Religion
- Affiliation: Theravada

Location
- Location: 8105 Linden Rd., Del Valle, TX 78617
- Country: United States
- Interactive map of Wat Buddhananachat
- Coordinates: 30°08′16″N 97°35′01″W﻿ / ﻿30.13783°N 97.58372°W

Architecture
- Founder: Ven. Phramaha Thewa Pribueng
- Completed: April 1986

Website

= Wat Buddhananachat of Austin =

Wat Buddhananachat is a Buddhist Temple located about 20 miles southeast of Downtown, on Linden Rd. in Del Valle, Texas.

This Buddhist temple was established in April, 1986 (incorporated on August 4, 1986) as a nonprofit organization to serve as a center for religious and cultural activities for Theravadic Buddhist belonging to different ethnic communities in central Texas.

== Quick stats ==
Leader/Title: Most Ven. Phramaha Bancha Temprom

Ethnic Composition: Mostly Thai, Laos, Cambodian with a growing non-Thai/Laos/Cambodian population

Resident Monks: Ven. Phramaha Bancha Temprom (Abbot), Ven. Phramaha Phaisit Dhammaraso (Sattayavut), Ven. Phra Raem Poonnongwaeng (reverend), Ven. Phramaha Vachira Maneeram, Ven. Phra Somboon Phichaikul, Maha Sarawut Warawoot (Thomas) and Ven. Phra Somchay Mali.

Tradition: Theravada

== History ==

Wat Buddhanannachat in Del Valle is uncontested for the title of the first Asian temple in the area. It was built on a farmhouse a few miles east of what is now the Austin Bergstrom International Airport. Until 1999, Bergstrom International Airport was Bergstrom Airforce Base. Many of the founding lay members of the temple are Thai women who married American servicemen stationed at the base. A sizable community of Thais, as well as Cambodians and Laotians, desired a center for traditional Buddhist practice as well as ceremonies such as weddings and funeral rites. So, in 1986, a farm site was purchased and arrangements were made with the Council of Thai Bhikkhus to have monks sent to Del Valle to found the Wat Buddhanannachat of Austin Temple. Since that time, the temple has grown from less than 20 families to nearly 500 families that support 8 monks. Several photo albums kept in the prayer hall record the entire history of the temple's construction and growth.

== Activities and schedule ==

The temple holds regular services in Thai at 12:00 p.m. on Sundays, but offers English translations.
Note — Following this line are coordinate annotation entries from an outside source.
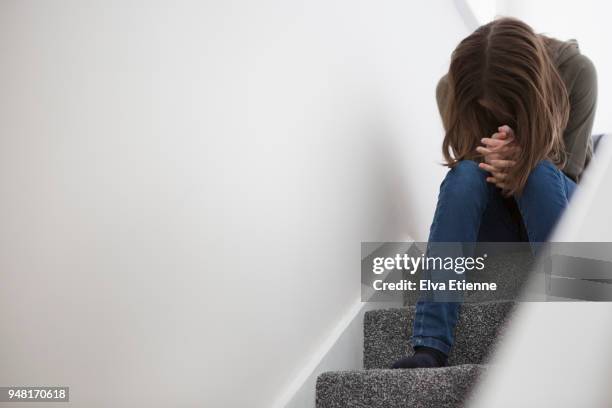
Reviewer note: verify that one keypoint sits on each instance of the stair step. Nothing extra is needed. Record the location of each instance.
(387, 333)
(426, 388)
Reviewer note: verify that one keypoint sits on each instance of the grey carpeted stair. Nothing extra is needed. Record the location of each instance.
(420, 388)
(386, 339)
(387, 333)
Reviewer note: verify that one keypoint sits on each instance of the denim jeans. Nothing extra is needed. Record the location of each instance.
(472, 210)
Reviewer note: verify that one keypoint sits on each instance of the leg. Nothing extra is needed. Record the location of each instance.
(468, 209)
(543, 200)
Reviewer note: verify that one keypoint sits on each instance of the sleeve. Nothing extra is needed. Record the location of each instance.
(577, 135)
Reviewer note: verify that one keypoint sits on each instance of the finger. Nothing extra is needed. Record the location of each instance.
(499, 135)
(488, 167)
(499, 176)
(483, 150)
(506, 129)
(490, 142)
(502, 164)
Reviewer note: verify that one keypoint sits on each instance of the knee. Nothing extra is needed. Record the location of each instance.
(466, 178)
(544, 175)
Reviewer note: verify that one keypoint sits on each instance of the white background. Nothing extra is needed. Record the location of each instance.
(185, 185)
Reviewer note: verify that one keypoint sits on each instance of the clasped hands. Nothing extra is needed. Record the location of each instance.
(500, 152)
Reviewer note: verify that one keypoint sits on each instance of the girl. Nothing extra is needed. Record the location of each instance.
(518, 109)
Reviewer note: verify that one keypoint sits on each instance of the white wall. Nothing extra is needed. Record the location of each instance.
(184, 185)
(586, 21)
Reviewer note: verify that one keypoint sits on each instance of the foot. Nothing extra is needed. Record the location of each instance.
(424, 357)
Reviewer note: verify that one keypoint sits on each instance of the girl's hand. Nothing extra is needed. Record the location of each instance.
(499, 153)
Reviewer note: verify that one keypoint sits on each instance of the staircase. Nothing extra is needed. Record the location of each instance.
(386, 339)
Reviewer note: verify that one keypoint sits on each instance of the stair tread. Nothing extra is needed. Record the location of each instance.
(387, 333)
(431, 387)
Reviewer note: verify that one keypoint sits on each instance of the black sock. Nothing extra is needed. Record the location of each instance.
(424, 357)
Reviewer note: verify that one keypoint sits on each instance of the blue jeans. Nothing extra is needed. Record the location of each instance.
(471, 210)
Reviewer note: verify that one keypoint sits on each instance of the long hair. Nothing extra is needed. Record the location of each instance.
(503, 74)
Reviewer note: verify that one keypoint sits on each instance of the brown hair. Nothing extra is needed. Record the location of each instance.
(502, 74)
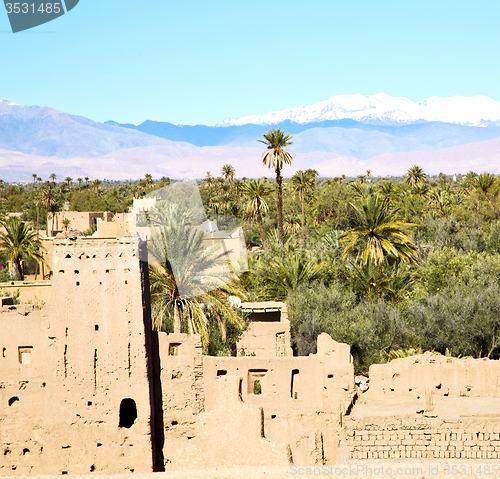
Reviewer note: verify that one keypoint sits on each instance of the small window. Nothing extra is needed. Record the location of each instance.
(128, 413)
(25, 354)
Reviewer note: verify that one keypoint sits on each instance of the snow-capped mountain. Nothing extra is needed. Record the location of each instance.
(384, 109)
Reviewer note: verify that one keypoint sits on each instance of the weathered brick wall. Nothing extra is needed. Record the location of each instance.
(423, 438)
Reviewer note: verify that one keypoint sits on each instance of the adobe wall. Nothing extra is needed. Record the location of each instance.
(303, 398)
(445, 376)
(268, 334)
(65, 370)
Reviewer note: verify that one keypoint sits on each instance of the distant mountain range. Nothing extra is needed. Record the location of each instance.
(384, 109)
(343, 135)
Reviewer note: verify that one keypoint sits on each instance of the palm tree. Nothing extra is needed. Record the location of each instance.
(484, 183)
(292, 224)
(228, 172)
(257, 190)
(414, 176)
(20, 242)
(377, 233)
(276, 157)
(282, 274)
(51, 202)
(185, 280)
(302, 182)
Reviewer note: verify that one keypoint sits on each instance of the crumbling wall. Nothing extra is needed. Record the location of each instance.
(74, 387)
(268, 334)
(232, 433)
(441, 375)
(423, 438)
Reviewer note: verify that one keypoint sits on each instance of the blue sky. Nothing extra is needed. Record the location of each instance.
(199, 62)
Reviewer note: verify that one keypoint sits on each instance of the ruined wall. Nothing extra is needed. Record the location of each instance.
(74, 375)
(303, 398)
(268, 334)
(423, 438)
(427, 406)
(444, 376)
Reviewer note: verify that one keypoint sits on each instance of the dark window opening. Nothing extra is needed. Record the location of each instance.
(257, 387)
(128, 413)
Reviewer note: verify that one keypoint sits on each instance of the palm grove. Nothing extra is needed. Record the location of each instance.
(388, 265)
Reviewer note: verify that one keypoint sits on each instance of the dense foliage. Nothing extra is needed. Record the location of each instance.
(384, 264)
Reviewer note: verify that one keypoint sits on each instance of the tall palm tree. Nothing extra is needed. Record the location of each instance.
(148, 178)
(377, 233)
(484, 183)
(185, 281)
(302, 182)
(96, 184)
(282, 274)
(20, 242)
(414, 176)
(228, 172)
(276, 157)
(257, 190)
(51, 202)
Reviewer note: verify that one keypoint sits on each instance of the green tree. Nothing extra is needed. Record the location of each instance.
(20, 242)
(228, 172)
(257, 190)
(377, 233)
(276, 157)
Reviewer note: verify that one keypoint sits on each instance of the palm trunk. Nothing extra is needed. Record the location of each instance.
(262, 231)
(177, 318)
(279, 181)
(302, 200)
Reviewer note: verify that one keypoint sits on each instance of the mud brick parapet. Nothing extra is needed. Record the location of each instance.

Lay people usually come every morning around 10:00 a.m. to offer food to the monks, which they call 'tom boon'. It is a way of gaining merit and considered good luck to do this in Thai Buddhist culture. Monks at the temple will usually pray at 8 a.m. every morning and every evening at 8 p.m. The monks pray by chanting in Pali.

Miss Loy Krathong 2009 at Wat Buddhanachat
.

Many festivals are held throughout the year at the temple and attract many local and non-local Buddhists as well as non-Buddhists. Some of these festivals include the very popular Loy Krathong Lotus Flower Festival and Songkran, which are also a big part of celebration in Thailand. Wat Buddhananachat also has a large pond adjacent to the temple, allowing people to place there paper-crafted lotus's in the water during 'Loy Krathong'. There is also a Miss Loy Krathong pageant held every year where one young girl is crowned the winner based on the number of tickets given to her by attendees of the festival.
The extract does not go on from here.